Sunday, 7 February 2010

A getaway to get back

I willingly left Seoul this weekend. This has never happened before, in the five months that I've been here. Sure, I've ventured outside the city for workshops and orientations, but those things were scheduled for me, and I couldn't opt out.

The Taebaek train station.

I'm not certain why it took me this long to board the KTX and head to Taebaek to visit T and her friends. But, in any case, I finally made it through the mountains this weekend. There were a few reasons I chose this time in particular. First of all, it's because T will be leaving the ROK and headed back to Toronto in a month, and this might've been the last chance I had to see her before I took off on my vacation (more on that soon).

Secondly, I was getting restless in Seoul. Can you believe that? It might have been a blend of cabin-fever and the fact that I had way too many thoughts floating through my mind, on way too many topics. Writers always do better with a change of scenery, don't they?

And finally, I wanted to go somewhere on my own. Mind you, I had friends waiting for me at the destination, but the idea of journeying by myself was exciting.

It was pretty cheap, so I went ahead and purchased a seat in the first-class compartment on the KTX. On my way out of Seoul, I was accompanied by numerous ajoshis (backpacks and hiking gear in tow), who were absolutely sober when we pulled out of the station. I guess their plans for the weekend included hiking up Taebaeksan... but if the soju coma they fell into held any indication of their state, I'm not certain they even made it out of the train. For three out of the four-hour journey I was lulled into a trance by the symphony of snores coming from men passed out around me. A definite first, I'll admit.

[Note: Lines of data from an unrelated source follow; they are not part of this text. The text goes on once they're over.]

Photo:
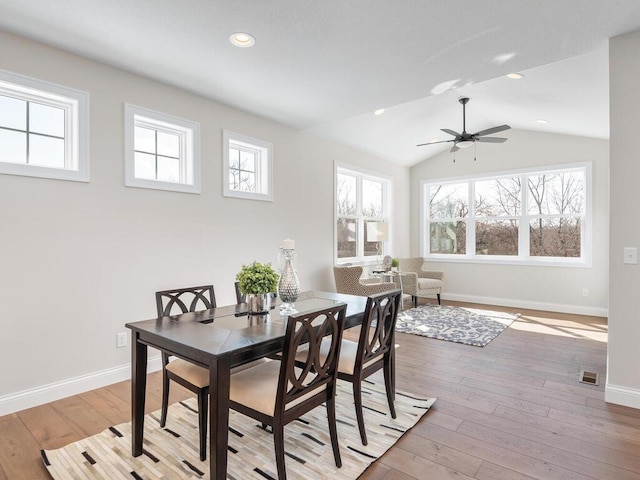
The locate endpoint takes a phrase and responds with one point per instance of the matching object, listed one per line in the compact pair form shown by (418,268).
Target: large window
(361,202)
(247,167)
(43,129)
(162,151)
(531,217)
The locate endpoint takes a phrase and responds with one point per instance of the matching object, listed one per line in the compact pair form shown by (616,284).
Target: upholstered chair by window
(348,281)
(419,282)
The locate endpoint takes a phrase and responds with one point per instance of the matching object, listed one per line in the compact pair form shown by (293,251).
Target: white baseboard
(545,306)
(71,386)
(629,397)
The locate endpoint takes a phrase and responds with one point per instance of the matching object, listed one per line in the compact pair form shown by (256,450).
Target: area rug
(172,452)
(455,324)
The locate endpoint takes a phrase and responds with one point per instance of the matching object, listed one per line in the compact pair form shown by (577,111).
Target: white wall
(79,260)
(623,376)
(540,287)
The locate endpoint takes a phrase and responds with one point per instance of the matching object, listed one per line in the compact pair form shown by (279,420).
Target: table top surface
(230,330)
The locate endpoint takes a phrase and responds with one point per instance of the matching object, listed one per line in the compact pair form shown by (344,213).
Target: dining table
(218,339)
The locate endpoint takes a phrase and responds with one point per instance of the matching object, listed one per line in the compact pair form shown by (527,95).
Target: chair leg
(203,410)
(333,430)
(165,398)
(389,383)
(357,397)
(278,442)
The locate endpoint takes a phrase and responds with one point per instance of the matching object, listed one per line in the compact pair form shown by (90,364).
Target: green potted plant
(257,281)
(394,264)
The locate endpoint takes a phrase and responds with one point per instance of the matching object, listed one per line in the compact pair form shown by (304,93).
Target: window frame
(264,166)
(189,133)
(523,257)
(75,103)
(387,188)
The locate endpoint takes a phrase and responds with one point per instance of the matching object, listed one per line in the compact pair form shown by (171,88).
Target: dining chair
(191,376)
(279,392)
(374,350)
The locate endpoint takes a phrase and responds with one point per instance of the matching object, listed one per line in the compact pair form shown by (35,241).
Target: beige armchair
(418,282)
(348,281)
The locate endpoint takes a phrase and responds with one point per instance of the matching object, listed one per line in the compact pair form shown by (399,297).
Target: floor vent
(588,377)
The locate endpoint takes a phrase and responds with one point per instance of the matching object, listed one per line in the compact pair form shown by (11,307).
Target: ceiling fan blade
(492,130)
(449,131)
(433,143)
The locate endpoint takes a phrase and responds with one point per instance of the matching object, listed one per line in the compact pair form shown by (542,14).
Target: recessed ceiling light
(241,39)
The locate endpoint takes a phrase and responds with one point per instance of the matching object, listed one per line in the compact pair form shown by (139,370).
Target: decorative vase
(258,302)
(288,284)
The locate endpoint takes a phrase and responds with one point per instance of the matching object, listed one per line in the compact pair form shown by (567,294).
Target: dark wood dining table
(218,339)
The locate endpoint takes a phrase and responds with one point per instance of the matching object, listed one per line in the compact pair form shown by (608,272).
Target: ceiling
(325,66)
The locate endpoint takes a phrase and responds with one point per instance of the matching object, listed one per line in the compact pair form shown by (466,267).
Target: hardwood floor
(513,410)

Generally, it was refreshing to be away from Seoul. Literally, I didn't realize I hadn't inhaled fresh air in such a long time. I didn't even know it, because I have become so used to the thick and smoggy Seoul air. I lucked out with sunshine over the weekend as well, and it wasn't as cold out in Taebaek as I feared it would be. Walking around the streets was comfortable... and I didn't have angry drivers trying to run me down. Then again, they didn't have stoplights either, so crossing the street at random was not only OK, it was encouraged.

It was nice to see the place that T has been talking about for almost two years now. Everything from her apartment to her favourite haunts was finally all in front of me.

Hwangji pond in a little park in Taebaek.

And yes, Seoul does have mole hills compared to Taebaek's mountains. While I was out there, I actually felt a little sad that I wasn't placed in a smaller town for work, rather than in Seoul. I always say that Seoul is exactly like Toronto... except with a massive language barrier and triple the amount of flashing neon lights.

I imagined myself there for a long time, getting used to the little quirks that make up the beauty of small towns. Little moments over the weekend made me long to get away from the big city and simply take in the entire experience from this perspective. I was even thoughtful when I woke up this morning and prepared to take the train back to Seoul.

As I headed back to familiar territory, still feeling pensive about what I'd just experienced, I found myself getting anxious (a not-so-fun feeling). But then something happened. As the train turned the final bend in its journey to the city, my face brightened, sending an instant smile to my lips for the first time in hours.

I watched the mountains disappear, being replaced with tall high-rises and the majestic Hangang river. I saw cars and trucks race each other on the freeway, in an urgency I'd put on pause during the weekend. There were cosmopolitan crowds of people hovering over booths in makeshift marketplaces that lined the train-tracks in various pockets throughout the city.

Seoul - calm chaos, February 2010

And I realized how much this all made sense to me. Seoul, in all its calm, chaotic confusion, is currently my home. And although I didn't ask to be here, I am here. I've lived in cities my entire life and it's where I feel most like myself. I treasure trips, vacations and getaways every now and then to help refresh, but at the end of the day, I'm part of the chaos and the chaos is part of me. We work well together. And that's what keeps me smiling today.